Biography
Paul Ackerman, Romania-France (1908-1981)
Paul Ackerman is a Romanian painter, lithographer, sculptor and theater designer, living in France since 1912, he belongs to the School of Paris .
Paul Ackerman was four years old when, in 1912, his father, a company director and great art lover, decided, out of constraint in the face of « the anti-Semitism which is a harsh reality in Romania », to come and settle in Paris, in a large villa facing the Bois de Vincennes. He did his secondary studies at the Lycée Charlemagne (where he befriended Gabriel Arout, future playwright for whom he would later design the sets), then at the Ecole Alsacienne. From 1925, Ackerman studied law and letters at the Sorbonne, but, frequenting the Louvre Museum assiduously, he knew that his vocation lay elsewhere.
In 1933, Paul Ackerman met Simone Laverrière, a native of Royan, whom he married in 1935. In 1936, in his studio at 100, rue du Faubourg Saint-Honoré, he designed projects for posters, fabrics and jewelry for Elsa Schiaparelli and Marcel Rochas while visiting Fernand Leger’s studio.
In 1939 Paul Ackerman was mobilized, taken prisoner then released, he found his wife Simone in Vichy where he was expelled as a Jew and left for Saint-Tropez. He then leads a cloistered life in the south of France, made up of small means (painting on newsprint), and befriends Pierre Bonnard. From 1942 to 1945, he continued this cloistered life in Chindrieux in Savoie, painting landscapes, nudes, still lifes and self-portraits.
After the Liberation, in 1945, Paul Ackerman returned to his Paris studio, however returning to Saint-Tropez, reuniting with Pierre Bonnard and frequenting Picasso. In Paris, he meets Serge Poliakoff, Jean Dubuffet, Jean-Michel Atlan and especially Alexandre Garbell, with whom he becomes a friend. Soon followed the first exhibition at Raymond Creuze in 1947, the Prix Pacquement in 1950.
The work of Paul Ackerman is characterized by its versatility, its variations, its mutations, its stages, its periods, its cycles, its turns, its metamorphoses, and even its contradictions. Never having been a prisoner of a style, he is both one of the most secret painters of his time and one of those who bear witness to it. If in the 1950s the formal aspect of his work placed him in abstract painting, a more focused look was quick to identify the inspiring concrete reality.

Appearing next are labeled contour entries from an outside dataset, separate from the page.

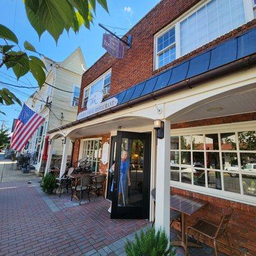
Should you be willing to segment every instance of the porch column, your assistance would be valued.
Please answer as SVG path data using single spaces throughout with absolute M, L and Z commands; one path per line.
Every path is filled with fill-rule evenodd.
M 45 165 L 45 173 L 48 173 L 49 172 L 49 169 L 51 168 L 51 162 L 52 161 L 52 152 L 53 152 L 53 147 L 54 146 L 54 139 L 51 139 L 50 141 L 50 147 L 49 148 L 49 153 L 48 153 L 48 157 L 47 157 L 47 161 L 46 162 L 46 165 Z
M 164 229 L 170 236 L 170 122 L 164 122 L 164 138 L 157 139 L 156 185 L 156 229 Z
M 61 165 L 60 167 L 60 178 L 64 174 L 67 167 L 67 159 L 68 154 L 68 147 L 70 139 L 68 137 L 65 137 L 65 143 L 64 144 L 63 153 L 62 154 Z

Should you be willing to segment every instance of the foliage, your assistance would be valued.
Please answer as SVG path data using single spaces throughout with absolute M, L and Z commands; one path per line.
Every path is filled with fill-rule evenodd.
M 0 149 L 6 147 L 6 144 L 9 143 L 9 131 L 8 129 L 0 130 Z
M 148 227 L 145 233 L 143 230 L 139 237 L 135 234 L 135 241 L 127 241 L 125 248 L 128 256 L 175 256 L 176 251 L 171 245 L 164 231 L 156 231 L 154 228 Z
M 68 32 L 71 29 L 77 33 L 83 26 L 90 29 L 93 23 L 93 13 L 96 11 L 96 1 L 108 12 L 106 0 L 24 0 L 24 3 L 28 19 L 39 38 L 47 31 L 57 43 L 64 29 Z M 15 33 L 2 24 L 0 38 L 4 40 L 0 45 L 0 68 L 4 65 L 8 69 L 12 68 L 18 80 L 30 72 L 41 88 L 45 81 L 46 68 L 40 58 L 29 55 L 28 52 L 42 54 L 28 41 L 24 42 L 22 49 Z M 0 103 L 3 101 L 7 105 L 14 102 L 20 104 L 19 99 L 6 88 L 0 90 Z
M 45 193 L 49 193 L 56 188 L 56 179 L 52 174 L 47 173 L 42 179 L 43 186 L 42 189 Z

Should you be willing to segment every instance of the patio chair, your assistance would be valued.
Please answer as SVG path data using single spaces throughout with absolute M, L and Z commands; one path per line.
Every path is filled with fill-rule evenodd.
M 217 239 L 221 237 L 223 234 L 226 236 L 227 241 L 228 242 L 228 249 L 231 252 L 231 255 L 233 256 L 233 251 L 232 250 L 230 241 L 229 241 L 228 236 L 226 230 L 227 227 L 231 218 L 231 216 L 233 213 L 233 209 L 231 209 L 229 213 L 223 214 L 220 221 L 218 225 L 212 224 L 205 220 L 200 220 L 196 224 L 192 227 L 187 227 L 186 238 L 186 253 L 185 255 L 187 256 L 189 253 L 188 247 L 188 239 L 189 232 L 193 231 L 196 234 L 197 243 L 199 243 L 199 236 L 205 236 L 213 240 L 213 244 L 214 246 L 215 256 L 218 256 L 218 248 L 216 241 Z
M 60 189 L 60 197 L 61 195 L 61 191 L 63 188 L 67 188 L 67 193 L 68 193 L 68 186 L 70 186 L 71 178 L 69 177 L 66 177 L 67 175 L 70 175 L 74 172 L 74 167 L 70 167 L 68 169 L 68 172 L 67 173 L 64 173 L 61 178 L 56 178 L 56 187 L 55 188 L 54 195 L 56 193 L 57 188 L 59 188 Z
M 88 175 L 80 178 L 76 186 L 71 187 L 71 201 L 73 199 L 73 195 L 74 193 L 79 192 L 79 205 L 81 204 L 81 200 L 83 196 L 83 191 L 87 191 L 88 196 L 89 198 L 89 202 L 91 202 L 90 199 L 90 184 L 91 183 L 91 176 Z
M 154 205 L 156 207 L 156 188 L 153 188 L 151 190 L 151 196 L 154 200 Z M 181 229 L 181 214 L 177 211 L 171 209 L 170 211 L 170 226 L 172 226 L 172 223 L 174 221 L 178 221 L 180 224 Z M 155 225 L 155 218 L 154 219 L 152 227 Z
M 92 178 L 92 183 L 90 186 L 90 191 L 94 194 L 93 202 L 95 202 L 96 193 L 100 190 L 103 193 L 103 183 L 105 181 L 106 175 L 97 175 Z

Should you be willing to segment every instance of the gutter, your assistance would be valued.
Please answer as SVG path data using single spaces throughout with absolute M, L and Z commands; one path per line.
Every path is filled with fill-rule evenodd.
M 54 129 L 51 131 L 49 131 L 48 132 L 48 134 L 51 134 L 60 130 L 63 130 L 66 128 L 68 128 L 77 124 L 84 123 L 86 121 L 91 120 L 92 119 L 100 117 L 108 114 L 114 113 L 119 110 L 124 109 L 127 108 L 132 108 L 133 106 L 145 102 L 147 100 L 152 99 L 156 100 L 161 97 L 165 96 L 171 92 L 177 92 L 180 90 L 188 88 L 193 88 L 193 87 L 199 85 L 200 83 L 205 82 L 206 81 L 216 78 L 219 76 L 225 76 L 228 73 L 238 71 L 243 68 L 250 68 L 252 66 L 255 64 L 256 54 L 253 54 L 249 56 L 244 57 L 240 60 L 236 60 L 235 61 L 231 62 L 228 64 L 218 67 L 215 69 L 207 71 L 205 73 L 200 74 L 200 75 L 195 76 L 188 79 L 183 80 L 181 82 L 179 82 L 175 84 L 167 86 L 166 87 L 163 89 L 160 89 L 158 91 L 156 91 L 151 93 L 148 93 L 137 99 L 134 99 L 121 105 L 116 106 L 108 109 L 104 110 L 102 112 L 97 113 L 90 116 L 82 118 L 79 120 L 67 124 L 66 125 L 61 126 L 60 129 Z

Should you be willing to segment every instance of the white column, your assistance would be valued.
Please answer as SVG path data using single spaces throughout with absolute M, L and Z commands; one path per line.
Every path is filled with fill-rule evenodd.
M 49 169 L 50 169 L 51 168 L 51 162 L 52 161 L 52 156 L 53 152 L 53 147 L 54 146 L 54 141 L 55 141 L 54 139 L 51 140 L 50 147 L 49 148 L 47 161 L 46 162 L 46 165 L 45 165 L 45 174 L 48 173 Z
M 69 148 L 69 143 L 70 141 L 70 139 L 68 137 L 66 137 L 66 143 L 64 144 L 63 153 L 62 154 L 62 159 L 61 159 L 61 166 L 60 167 L 60 178 L 62 177 L 62 175 L 65 173 L 65 171 L 67 167 L 67 159 L 68 157 L 68 148 Z
M 164 138 L 157 139 L 156 185 L 156 229 L 170 236 L 170 122 L 164 122 Z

After a 180° turn, Ackerman resolutely returned to figuration in his great Rembrandt, Vivaldi and Dickens cycles. From the outset, one guesses implicitly in his work the reading of certain esoteric authors (René Guénon in particular), which his handwritten notes of personal reflections confirm, but which contradicts the assertion of the artist: « I was not guided I don’t know where these pictures came from or why I made them. »

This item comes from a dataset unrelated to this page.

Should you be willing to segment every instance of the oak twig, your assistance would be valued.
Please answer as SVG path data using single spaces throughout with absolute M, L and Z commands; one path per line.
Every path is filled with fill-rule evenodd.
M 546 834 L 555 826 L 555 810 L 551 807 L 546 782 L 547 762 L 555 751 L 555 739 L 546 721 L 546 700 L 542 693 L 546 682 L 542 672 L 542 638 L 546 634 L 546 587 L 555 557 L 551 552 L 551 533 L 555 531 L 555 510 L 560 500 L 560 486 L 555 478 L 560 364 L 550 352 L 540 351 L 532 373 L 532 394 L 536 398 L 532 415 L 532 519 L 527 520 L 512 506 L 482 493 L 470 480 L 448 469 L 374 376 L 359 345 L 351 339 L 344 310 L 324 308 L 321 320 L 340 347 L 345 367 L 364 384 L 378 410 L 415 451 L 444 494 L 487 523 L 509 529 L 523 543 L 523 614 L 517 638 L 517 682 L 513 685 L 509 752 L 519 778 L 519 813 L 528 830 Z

Paul Ackerman’s penchant for esotericism was confirmed in 1965 with Agartha, defined by René Guénon as « an underground world extending its ramifications everywhere under the continents ». Ackerman feels driven to make this invisible world visible. His work, and this is what makes its unity in its plurality, therefore comes from a metaphysics where everything takes on a symbolic meaning.
« Either time will be kind to my work, writes Paul Ackerman in his notes, and will give it that indispensable value which sensitizes a work for generations to come, and in that case I will have been alive, or time will erase what I did and in that case I would never have been more than a little dust”.
Died in 1981, he rests in the cemetery of Bagneux.